Stomping through history with Green Stamps
BURTON W. COLE, Editor
By Burton W. Cole
You may not believe this but there was life before Amazon.
No, seriously! You can look it up in your set of encyclopedias.
Oh, that’s right, there also was a time before Google and Wikipedia, as well. I am not making this up. I was there.
Back in the time before Prime and FedEx trucks roamed the land, and we scrolled through screens and screens of shopping options, we licked sheets and sheets of S&H Green Stamps.
Every other Saturday, Dad drove Mom to Loblaws grocery store, where she crammed a cart full of enough groceries in a hopeless attempt to stay ahead of the appetites of three growing boys and a baby girl.
When the cashier finished ringing up the damages, Mom handed over the cash, and the cashier handed back a ribbon of receipt and a corresponding amount of S&H Green Stamps.
(Oh, yeah, we didn’t have debit cards back then, either, which is why Mom handed over cash.)
We boys would fight over the chance to lick the stamps and paste them into collection booklets.

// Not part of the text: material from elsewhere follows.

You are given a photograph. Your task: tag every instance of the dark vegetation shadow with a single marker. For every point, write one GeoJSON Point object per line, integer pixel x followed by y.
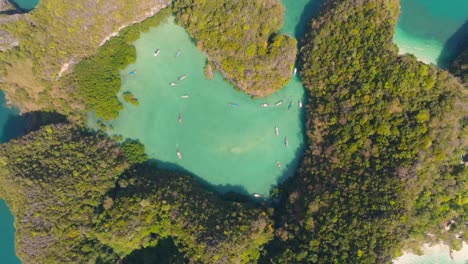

Mom stacked the books in the bottom desk drawer. When you filled enough books full of Green Stamps, you could trade in filled books of stamps for things like dish towels (or toys), chairs (or toys), appliances (or toys) or — my preference that was too often overlooked — toys.
There was a whole catalog of trading stamp premiums from which to drool over and choose. It was like the Sears Christmas Wishbook for adults.
My role in this economy, besides licking the backs of hundreds of stamps, was as financial adviser and premium consultant. I counted the books and circled the toys in the catalog that we could trade for with our stacks of stamps.
Eventually, on a Saturday afternoon, off we’d go to the S&H redemption center — which was like the North Pole, only closer — and swap them for marvelous stuff.
Mom, in my opinion, wasted too many stamps on things like bedsheets and waffle irons and not enough on bicycles and footballs.
But what she did NOT waste her trading stamps on was dinnerware. Everyone knew that those came from gas stations.
I am not kidding. Back in those Googleless, Amazonless and streamingless days, gas stations constantly offered drinking glasses (made with real glass) or fine china (I don’t know the plates and bowls were made with real china, but they sure shattered if you clobbered your brother with one) or utensils, one piece at a time, free with a minimum purchase of eight gallons of gasoline.
One station once even offered miniature statues of all 36 U.S. presidents, one fill-up at a time. I think this is where McDonald’s got the idea for Happy Meals with toys.
Anyway, when Dad pulled up to the gas pumps, which rang the service bell inside, the attendant would scurry out, pump his gas, clean the windshield, check the oil, and — after Dad handed over the cash for the gas — hand Mom the next piece for the family dinnerware collection.
Has your Amazon or DoorDash driver ever checked your oil or cleaned your windshield? I thought not. And yet you mock me about the backward times of my youth. Ha!
I begged our favorite service station attendant, a burly guy named Ringo, to give away spy glasses or chemistry sets or squirt guns or anything else that would be useful instead of more dinner plates and serving spoons. He ruffled my hair and shook his head, sadly, I thought.
But he was right, kids. I already had a solid source for new toys — they were free inside cereal boxes. Or in the case of music, real live records were free ON the box.
Who needed Amazon to deliver music to your door when you already had Super Sugar Smacks in the cupboard.
The record player, of course, came from S&H Green Stamps.